An increase in atmospheric greenhouse gases necessitates the use of species distribution models (SDMs) in modeling suitable habitats and projecting the impact of climate change on the future range shifts of the species. The present study is based on the BIOMOD ensemble approach to map the currently suitable habitats and predict the impact of climate change on the niche shift of Valeriana wallichii. We also studied its niche dynamics using the ecospat package in R software. Values of the area under curve (AUC) and true skill statistics (TSS) were highly significant (>0.9), which shows that the model has run better. From 19 different bioclimatic variables, only 8 were retained after correlation, among which bio_17 (precipitation of driest quarter), bio_1 (annual mean temperature), and bio_12 (annual mean precipitation) received the highest gain.
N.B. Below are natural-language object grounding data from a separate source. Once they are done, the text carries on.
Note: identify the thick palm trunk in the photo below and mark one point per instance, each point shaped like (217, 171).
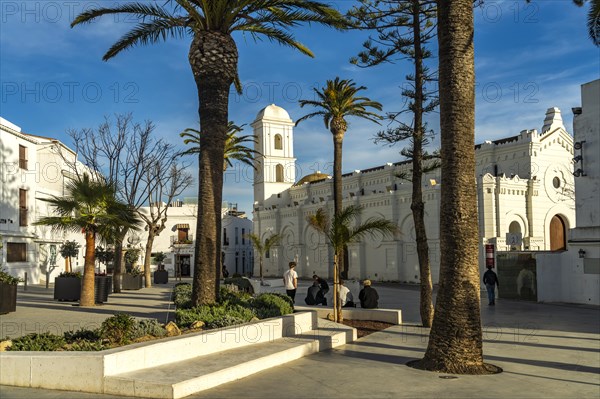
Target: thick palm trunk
(417, 205)
(455, 342)
(147, 257)
(87, 284)
(213, 58)
(118, 266)
(338, 138)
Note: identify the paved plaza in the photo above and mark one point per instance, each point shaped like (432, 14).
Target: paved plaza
(546, 350)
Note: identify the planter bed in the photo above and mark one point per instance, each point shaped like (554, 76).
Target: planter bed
(8, 298)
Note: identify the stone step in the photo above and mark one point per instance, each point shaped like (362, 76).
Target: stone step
(180, 379)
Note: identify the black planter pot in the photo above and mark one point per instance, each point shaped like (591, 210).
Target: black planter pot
(161, 277)
(67, 288)
(131, 282)
(102, 288)
(8, 298)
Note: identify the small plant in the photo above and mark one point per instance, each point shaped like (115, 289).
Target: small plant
(271, 305)
(135, 271)
(9, 279)
(118, 329)
(38, 342)
(182, 295)
(70, 274)
(88, 335)
(148, 327)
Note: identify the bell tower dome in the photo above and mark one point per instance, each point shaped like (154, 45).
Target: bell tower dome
(275, 166)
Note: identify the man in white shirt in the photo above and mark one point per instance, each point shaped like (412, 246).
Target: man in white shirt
(290, 280)
(346, 296)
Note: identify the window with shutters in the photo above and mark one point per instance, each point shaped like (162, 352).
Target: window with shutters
(22, 207)
(22, 157)
(16, 252)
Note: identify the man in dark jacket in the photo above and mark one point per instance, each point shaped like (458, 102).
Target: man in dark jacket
(368, 296)
(490, 279)
(324, 289)
(313, 296)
Under future climate change, the suitable habitats will be significantly contracted by −94% (under representative concentration pathway RCP 8.5 for 2070) and −80.22% (under RCP 8.5 for 2050). There is a slight increase in habitat suitability by +16.69% (RCP 4.5 for 2050) and +8.9% (RCP 8.5 for 2050) under future climate change scenarios. The equivalency and similarity tests of niche dynamics show that the habitat suitability for current and future climatic scenarios is comparable but not identical. Principal Component Analysis (PCA) analysis shows that climatic conditions will be severely affected between current and future scenarios. From this study, we conclude that the habitats of Valeriana wallichii are highly vulnerable to climate shifts. This study can be used to alleviate the threat to this plant by documenting the unexplored populations, restoring the degraded habitats through rewilding, and launching species recovery plans in the natural habitats.

Keywords: BIOMOD ensemble approach; distribution modeling; natural habitats; range change; rewilding; species recovery.